Thursday October 28 3:30 PM – Thursday October 28 4:00 PM in Talks II

Enterprise Machine Learning Pipelines with Unstructured Image Data

Jacqueline Nolis, Chase Ginther

Prior knowledge:
Previous knowledge expected
machine learning with Python


Learn to build a machine learning data pipeline that trains a convolutional neural network to classify images. This talk will describe new technologies to aid machine learning practitioners in managing and using unstructured data and discuss applications to real-world business scenarios.


While many machine learning tasks work well with tabular data, data scientists in many industries and sectors need to model other types of data, such as images and videos, to achieve business goals. For example, retail businesses frequently need to serve appropriate, relevant visuals to customers in the online purchasing funnel. Using machine learning to support this can reduce human toil and allow business to scale at a click, but at the same time if the data is poorly managed it can cause compliance, reproducibility, and security problems.

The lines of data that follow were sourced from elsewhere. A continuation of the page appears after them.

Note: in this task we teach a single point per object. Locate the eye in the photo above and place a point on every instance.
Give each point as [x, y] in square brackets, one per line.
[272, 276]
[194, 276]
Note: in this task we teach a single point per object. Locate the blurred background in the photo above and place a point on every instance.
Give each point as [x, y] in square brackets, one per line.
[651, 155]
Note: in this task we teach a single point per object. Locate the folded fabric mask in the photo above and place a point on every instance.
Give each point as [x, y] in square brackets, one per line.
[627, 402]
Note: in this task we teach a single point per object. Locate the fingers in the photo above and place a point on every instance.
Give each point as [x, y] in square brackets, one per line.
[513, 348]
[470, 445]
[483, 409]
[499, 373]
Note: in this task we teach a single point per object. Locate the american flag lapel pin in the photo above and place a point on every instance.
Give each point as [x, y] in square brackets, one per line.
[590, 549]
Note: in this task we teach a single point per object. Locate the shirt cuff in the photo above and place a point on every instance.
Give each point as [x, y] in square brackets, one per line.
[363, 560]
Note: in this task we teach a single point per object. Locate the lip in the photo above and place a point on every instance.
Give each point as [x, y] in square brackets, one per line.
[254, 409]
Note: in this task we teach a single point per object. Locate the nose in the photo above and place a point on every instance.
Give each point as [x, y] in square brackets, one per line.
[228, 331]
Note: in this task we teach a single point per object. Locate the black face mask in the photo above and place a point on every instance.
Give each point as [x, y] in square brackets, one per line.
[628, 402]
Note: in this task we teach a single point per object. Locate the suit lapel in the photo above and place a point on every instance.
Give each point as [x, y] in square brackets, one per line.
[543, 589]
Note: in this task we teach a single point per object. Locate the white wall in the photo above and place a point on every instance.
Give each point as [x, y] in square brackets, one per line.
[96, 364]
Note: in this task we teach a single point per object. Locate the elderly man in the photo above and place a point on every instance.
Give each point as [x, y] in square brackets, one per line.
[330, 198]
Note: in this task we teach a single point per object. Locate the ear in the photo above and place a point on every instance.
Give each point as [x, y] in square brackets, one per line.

In this talk, attendees will learn how to effectively manage and use unstructured data for machine learning in enterprise settings. The data pipeline will use new Snowflake storage technology connected with the Saturn Cloud platform to train a convolutional neural network to classify images. The machine learning demonstrations will use GPUs and Dask clusters to highlight performance possibilities while also relating to real-world business use cases.

Attendees will leave with practical skills for applying image classification to their business, including using unstructured data storage and cloud based machine learning tools. This session is recommended for attendees with some experience using Python for machine learning, but no experience with the other tools is necessary to get value from the talk.